Generally, a business combination includes a merger, asset or stock sale, or other transaction resulting in a financial benefit to the interested stockholder. An interested stockholder is a person who, together with affiliates and associates, owns or, within three years prior to the determination of interested stockholder status, did own 15% or more of a corporation’s outstanding voting stock.

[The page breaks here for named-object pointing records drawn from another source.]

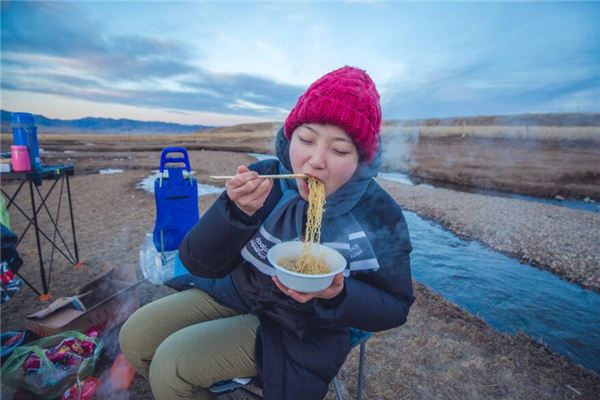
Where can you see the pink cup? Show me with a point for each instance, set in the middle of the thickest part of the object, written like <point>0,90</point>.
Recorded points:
<point>19,158</point>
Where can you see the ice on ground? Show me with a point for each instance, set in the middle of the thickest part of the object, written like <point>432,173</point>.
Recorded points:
<point>105,171</point>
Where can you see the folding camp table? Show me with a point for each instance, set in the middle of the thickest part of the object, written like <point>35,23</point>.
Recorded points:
<point>34,179</point>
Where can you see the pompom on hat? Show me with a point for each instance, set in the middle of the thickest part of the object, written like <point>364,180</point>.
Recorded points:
<point>346,97</point>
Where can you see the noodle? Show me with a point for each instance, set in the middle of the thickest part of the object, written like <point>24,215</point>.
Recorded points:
<point>307,264</point>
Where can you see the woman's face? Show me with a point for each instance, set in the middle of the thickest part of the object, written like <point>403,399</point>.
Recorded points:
<point>325,152</point>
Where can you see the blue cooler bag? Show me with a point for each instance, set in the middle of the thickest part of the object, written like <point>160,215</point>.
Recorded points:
<point>176,200</point>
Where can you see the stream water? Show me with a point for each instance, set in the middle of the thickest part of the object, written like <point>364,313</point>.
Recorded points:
<point>510,296</point>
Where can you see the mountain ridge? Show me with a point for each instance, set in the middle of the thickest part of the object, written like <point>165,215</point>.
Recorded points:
<point>98,125</point>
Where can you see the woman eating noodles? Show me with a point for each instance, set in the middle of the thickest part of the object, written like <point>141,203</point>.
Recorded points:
<point>238,320</point>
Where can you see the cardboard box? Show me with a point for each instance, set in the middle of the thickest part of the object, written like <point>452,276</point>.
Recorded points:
<point>104,303</point>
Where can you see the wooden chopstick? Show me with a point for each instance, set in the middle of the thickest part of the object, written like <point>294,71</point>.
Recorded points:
<point>284,176</point>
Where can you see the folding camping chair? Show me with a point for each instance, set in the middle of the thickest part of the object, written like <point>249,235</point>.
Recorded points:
<point>176,201</point>
<point>357,337</point>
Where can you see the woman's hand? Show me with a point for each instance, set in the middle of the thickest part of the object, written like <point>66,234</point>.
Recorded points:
<point>247,190</point>
<point>333,290</point>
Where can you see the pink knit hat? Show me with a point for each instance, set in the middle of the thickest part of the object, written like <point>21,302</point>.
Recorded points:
<point>346,97</point>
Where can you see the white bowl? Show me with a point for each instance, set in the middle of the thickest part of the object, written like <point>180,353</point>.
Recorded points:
<point>305,283</point>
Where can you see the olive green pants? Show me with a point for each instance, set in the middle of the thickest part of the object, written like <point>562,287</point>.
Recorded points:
<point>185,342</point>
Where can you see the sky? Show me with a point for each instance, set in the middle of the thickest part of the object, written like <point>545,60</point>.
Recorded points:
<point>217,63</point>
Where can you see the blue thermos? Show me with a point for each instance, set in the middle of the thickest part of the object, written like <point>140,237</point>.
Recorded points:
<point>25,134</point>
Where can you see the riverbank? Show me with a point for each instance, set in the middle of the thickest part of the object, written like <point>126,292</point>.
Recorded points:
<point>561,240</point>
<point>441,352</point>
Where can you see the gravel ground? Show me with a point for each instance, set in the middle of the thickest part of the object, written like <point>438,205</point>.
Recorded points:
<point>562,240</point>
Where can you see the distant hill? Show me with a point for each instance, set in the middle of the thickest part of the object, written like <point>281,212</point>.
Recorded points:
<point>103,126</point>
<point>542,119</point>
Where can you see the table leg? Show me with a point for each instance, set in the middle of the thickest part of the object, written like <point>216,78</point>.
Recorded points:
<point>44,296</point>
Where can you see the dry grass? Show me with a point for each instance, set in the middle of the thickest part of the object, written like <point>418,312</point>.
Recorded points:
<point>550,133</point>
<point>441,353</point>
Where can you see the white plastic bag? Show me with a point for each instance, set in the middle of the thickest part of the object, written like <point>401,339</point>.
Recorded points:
<point>156,267</point>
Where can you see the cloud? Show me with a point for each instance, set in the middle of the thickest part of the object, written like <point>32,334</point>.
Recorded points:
<point>82,62</point>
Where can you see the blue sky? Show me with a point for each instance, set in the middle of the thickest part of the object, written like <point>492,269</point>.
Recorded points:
<point>226,63</point>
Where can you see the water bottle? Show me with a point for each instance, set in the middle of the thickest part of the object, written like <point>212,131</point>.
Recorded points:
<point>25,134</point>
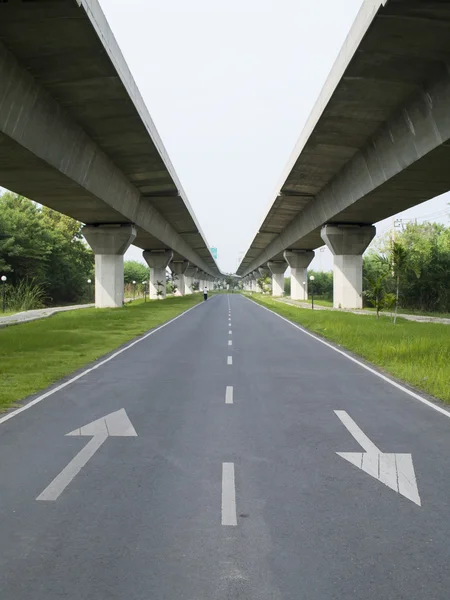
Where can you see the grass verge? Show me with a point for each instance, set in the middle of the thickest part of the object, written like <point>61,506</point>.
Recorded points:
<point>35,355</point>
<point>417,353</point>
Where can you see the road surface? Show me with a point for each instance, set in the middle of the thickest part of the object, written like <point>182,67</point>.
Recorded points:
<point>203,465</point>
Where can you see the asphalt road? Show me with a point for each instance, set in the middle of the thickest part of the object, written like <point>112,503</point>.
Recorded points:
<point>152,516</point>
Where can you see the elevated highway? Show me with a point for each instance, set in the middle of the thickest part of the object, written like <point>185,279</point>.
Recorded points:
<point>376,143</point>
<point>76,136</point>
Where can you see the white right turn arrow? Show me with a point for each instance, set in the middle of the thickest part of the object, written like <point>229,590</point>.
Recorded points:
<point>116,424</point>
<point>394,470</point>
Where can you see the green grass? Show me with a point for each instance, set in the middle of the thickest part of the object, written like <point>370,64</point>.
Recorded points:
<point>35,355</point>
<point>417,353</point>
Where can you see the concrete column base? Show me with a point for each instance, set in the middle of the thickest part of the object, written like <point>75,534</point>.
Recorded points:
<point>109,243</point>
<point>347,281</point>
<point>157,261</point>
<point>299,261</point>
<point>189,279</point>
<point>179,269</point>
<point>347,243</point>
<point>277,269</point>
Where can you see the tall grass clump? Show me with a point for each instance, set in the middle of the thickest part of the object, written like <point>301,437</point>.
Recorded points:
<point>26,295</point>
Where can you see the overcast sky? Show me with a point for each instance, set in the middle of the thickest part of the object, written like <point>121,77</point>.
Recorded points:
<point>229,85</point>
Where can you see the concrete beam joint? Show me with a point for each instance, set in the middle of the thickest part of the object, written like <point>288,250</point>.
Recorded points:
<point>298,259</point>
<point>191,271</point>
<point>109,239</point>
<point>347,240</point>
<point>277,268</point>
<point>179,267</point>
<point>157,260</point>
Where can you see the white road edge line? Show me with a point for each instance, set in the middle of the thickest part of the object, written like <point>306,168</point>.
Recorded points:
<point>229,395</point>
<point>100,364</point>
<point>228,495</point>
<point>366,367</point>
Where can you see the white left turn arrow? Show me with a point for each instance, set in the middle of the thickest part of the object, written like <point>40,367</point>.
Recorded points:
<point>394,470</point>
<point>114,424</point>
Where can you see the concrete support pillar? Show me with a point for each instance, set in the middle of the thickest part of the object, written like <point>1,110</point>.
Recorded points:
<point>189,277</point>
<point>109,243</point>
<point>278,270</point>
<point>157,261</point>
<point>179,269</point>
<point>299,261</point>
<point>347,243</point>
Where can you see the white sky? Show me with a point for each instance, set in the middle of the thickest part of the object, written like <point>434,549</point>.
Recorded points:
<point>229,85</point>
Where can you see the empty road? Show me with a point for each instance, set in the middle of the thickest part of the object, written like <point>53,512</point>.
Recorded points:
<point>228,455</point>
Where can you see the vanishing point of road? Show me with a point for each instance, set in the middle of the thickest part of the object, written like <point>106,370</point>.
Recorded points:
<point>227,455</point>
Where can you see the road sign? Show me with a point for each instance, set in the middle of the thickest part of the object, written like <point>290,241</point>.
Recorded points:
<point>394,470</point>
<point>114,424</point>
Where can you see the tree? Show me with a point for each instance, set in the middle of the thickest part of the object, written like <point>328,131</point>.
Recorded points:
<point>265,284</point>
<point>398,261</point>
<point>44,247</point>
<point>323,284</point>
<point>135,271</point>
<point>419,267</point>
<point>377,270</point>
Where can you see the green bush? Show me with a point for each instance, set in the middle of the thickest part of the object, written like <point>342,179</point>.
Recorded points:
<point>26,295</point>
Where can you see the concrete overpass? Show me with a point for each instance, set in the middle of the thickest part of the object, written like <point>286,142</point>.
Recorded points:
<point>376,143</point>
<point>76,136</point>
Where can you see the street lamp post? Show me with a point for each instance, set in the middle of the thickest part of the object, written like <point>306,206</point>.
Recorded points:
<point>4,292</point>
<point>312,291</point>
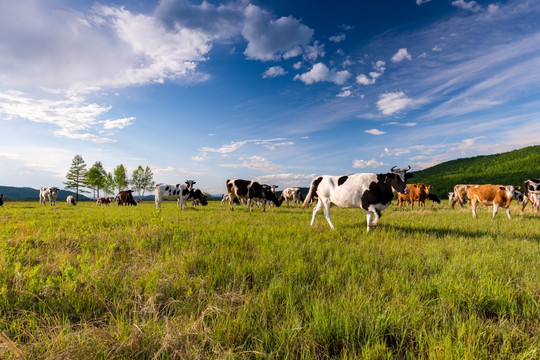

We expect the existence of this provision to have an anti-takeover effect with respect to transactions our board of directors does not approve in advance. We also anticipate that Section 203 may also discourage attempts that might result in a premium over the market price for the shares of common stock held by stockholders.

 

Forum Selection Provisions

 

As permitted by the DGCL, our Bylaws require, to the fullest extent permitted by law, unless we consent in writing to the selection of an alternative forum, that the Court of Chancery of the State of Delaware, shall be the sole and exclusive forum for (i) any derivative action or proceeding brought on behalf of the company, (ii) any action asserting a claim for breach of a fiduciary duty owed by any director, officer, other employee or stockholder of the company to the company or the our stockholders, (iii) any action asserting a claim arising pursuant to any provision of the DGCL, our Certificate of Incorporation or our By-laws or (iv) any action asserting a claim governed by the internal affairs doctrine.

 

Further, our Bylaws provided that, unless we consent in writing to the selection of an alternative forum, the federal district courts of the United States of America shall, to the fullest extent permitted by law, be the sole and exclusive forum for the resolution of any complaint asserting a cause of action arising under the Securities Act.

 

Exclusions or Limitations to Forum Selection Provisions

 

Section 27 of the Exchange Act creates exclusive federal jurisdiction over all suits brought to enforce any duty or liability created by the Exchange Act or the rules and regulations thereunder. Accordingly, the exclusive forum provisions in our Bylaws do not apply to claims arising under the Exchange Act. The forum selection provisions, however, are intended to apply to the fullest extent permitted by law, including to actions or claims arising under the Securities Act. However, it is possible that a court could find our forum selection provisions to be inapplicable or unenforceable with respect to actions or claims arising under the Securities Act. Even if a court accepts that our forum selection provisions apply to actions or claims arising under the Securities Act, our stockholders shall not be deemed to have waived compliance with the federal securities laws and the rules and regulations thereunder.

 

Transfer Agent

 

The transfer agent and registrar for our common stock is American Stock Transfer & Trust Company, LLC. Its address is 6201 15th Avenue, Brooklyn, NY 11219 and its telephone number is ###-###-####.